Theoretical framework—the (constant) digitalization of diplomacy
The digitalization of diplomacy has led diplomats to adopt a host of digital technologies ranging from SNS to mass messaging applications, blog sites, big data analysis, and virtual platforms such as Zoom (Adler-Nissen & Eggeling, 2022; Bjola & Holmes, 2015; Cornut, 2022). In this study, we contend that the digitalization of diplomacy is shaped by a confluence of events: an external shock to the international system and the emergence of an innovative technology.
The digitalization of diplomacy began circa 2012 and was marked by diplomats’ use of digital technologies to create virtual ties by establishing virtual Embassies (Metzgar, 2012; Pamment, 2013). However, a confluence of events—the 2011 Arab Spring and the mass proliferation of SNS—facilitated a transition from “virtual diplomacy” to “digital diplomacy” in which diplomats eagerly embraced SNS while establishing social media empires spanning dozens of accounts across numerous platforms (Bjola & Holmes, 2015; Cull, 2013; Hocking & Melissen, 2015; Mazumdar, 2024; Sotiriu, 2015).
Soon, another confluence of events, the 2014 Crimean Annexation and the proliferation of digital disinformation, led to yet another shift from “digital diplomacy” to “data diplomacy” (Boyd et al., 2019). The use of fake news sites, trolls, and bots during the 2014 Annexation, the 2015 Brexit referendum and the 2016 US elections all impacted the digitalization of diplomacy as MFAs now used data analysis to counter disinformation (Bjola & Pamment, 2018; Manor & Yarchi, 2023).

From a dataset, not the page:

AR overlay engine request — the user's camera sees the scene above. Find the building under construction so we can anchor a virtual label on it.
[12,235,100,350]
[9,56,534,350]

Diplomacy’s digitalization altered again thanks to a third confluence of events marked by the external shock of the COVID-19 pandemic and diplomats’ use of virtual meeting platforms such as Zoom (Moral, 2023; Zaharna & Huang, 2022). Although Zoom was not a new technology when COVID-19 erupted, it was new among diplomats, who were used to interacting physically with counterparts (Bjola & Coplen, 2022). Yet with the advent of quarantines and lockdowns, diplomatic negotiations increasingly took place virtually, leading to the current practice of “hybrid diplomacy” which blends virtual and physical activities (Adler-Nissen & Eggeling, 2022; Bjola & Coplen, 2022; Bjola & Coplen, 2023).
This study contends that Russia’s 2022 invasion of Ukraine may yet again reshape the digitalization of diplomacy thanks to an external shock, the Russia–Ukraine War, and Ukraine’s innovative use of an existing technology, namely, SNS. This assertion rests on the fact that innovative uses of digital technologies diffuse among MFAs. As such, Ukraine’s use of SNS may soon be emulated by other MFAs. This study is the first to both map Ukraine’s SNS innovations and critically evaluate how these may refashion the practice of diplomacy while impacting diplomats, diplomatic institutions, and the publics of diplomacy. As such, this study focuses both on the field of public diplomacy, defined here as direct communication with foreign peoples, with the aim of affecting their thinking and that of their governments (Malone, 1985, p. 199), as well as the broader practice of diplomacy.
Notably, before one can assess the broader impact of Ukraine’s innovative uses of SNS, they must first examine if there are factors that facilitate or inhibit diplomats’ adoption of digital technologies. By identifying such factors, one may determine which Ukrainian innovations could diffuse among MFAs and which may not. To identify such factors, we conducted an extensive literature review of 90 digital diplomacy studies published between 2010 and 2024. To our knowledge, this is the first study to conduct such an extensive review and only the second study to identify factors that impact the diffusion of innovations in digital diplomacy (Al-Muftah et al., 2018), which are discussed next.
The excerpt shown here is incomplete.